L’ambition ne se résume pas pour autant à former des bataillons d’informaticiens pour les besoins de l’économie. D’après ses partisans, l’initiation à la logique informatique développe une rigueur dans la façon de penser un problème, de se représenter sa solution et de mettre en œuvre cette dernière. Et dans ce processus, comme le relève Gilles Dowek, enseignant et chercheur à l’Institut national de recherche dédié au numérique, en France, l’erreur n’est pas stigmatisante: elle est signalée par l’ordinateur et non par l’enseignant, ce qui change tout pour certains élèves. Le pédagogue témoigne ainsi de certains «décrocheurs» qui ont persévéré. Avec fierté.

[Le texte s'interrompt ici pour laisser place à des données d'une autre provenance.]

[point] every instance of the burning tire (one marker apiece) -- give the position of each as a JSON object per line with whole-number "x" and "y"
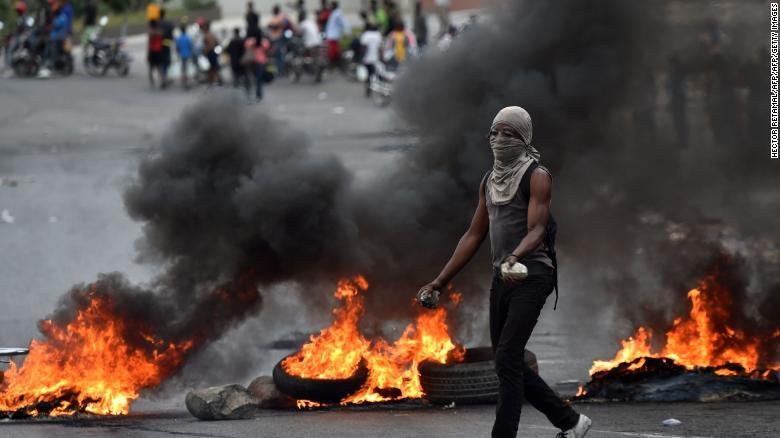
{"x": 319, "y": 390}
{"x": 473, "y": 381}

Mais encore? Plus on initie tôt les enfants à cette science, plus on pourra pousser loin l’apprentissage. Il en va de l’informatique comme des langues, soutient par exemple Farnaz Moser-Boroumand, cheffe du Service de promotion des sciences à l’EPFL. Sans compter que les filles seraient moins com­­plexées qu’à un âge plus avancé. La précocité est un atout pour lutter contre «la fracture entre les genres», prédit aussi Vincent Englebert, doyen de la Faculté d’informatique de l’Université de Namur, en Belgique.
Contrairement à une idée répandue, les digital natives n’ont pas la science infuse. La balle est dans le camp de l’école. Quand la saisira-t-elle?


Les chiffres, par canton
Berne. Rentrée le lundi 15 août. Effectifs (francophones): 9542 élèves, environ 1000 enseignants et 478 classes.
Fribourg. Rentrée les lundis 22 et jeudi 25 août. Effectifs: 45 935 élèves (+188 par rapport à 2015).
Genève. Rentrée le lundi 29 août. Effectifs: 73 000 élèves (+694 au primaire; +159 au secondaire; –65 au cycle).
Jura. Rentrée le mardi 16 août. Effectifs: 8118 élèves et plus de 900 enseignants.
Neuchâtel. Rentrée le lundi 15 août. Effectifs: 20 274 élèves (–130 par rapport à 2015), 2114 enseignants et 1118 classes.
Valais. Rentrée le jeudi 18 août. Effectifs: 41 986 élèves (+628 par rapport à 2015) et 4000 enseignants.
Vaud. Rentrée le lundi 22 août. Effectifs: 91 134≈élèves (+966 par rapport à 2015) et 6633 enseignants.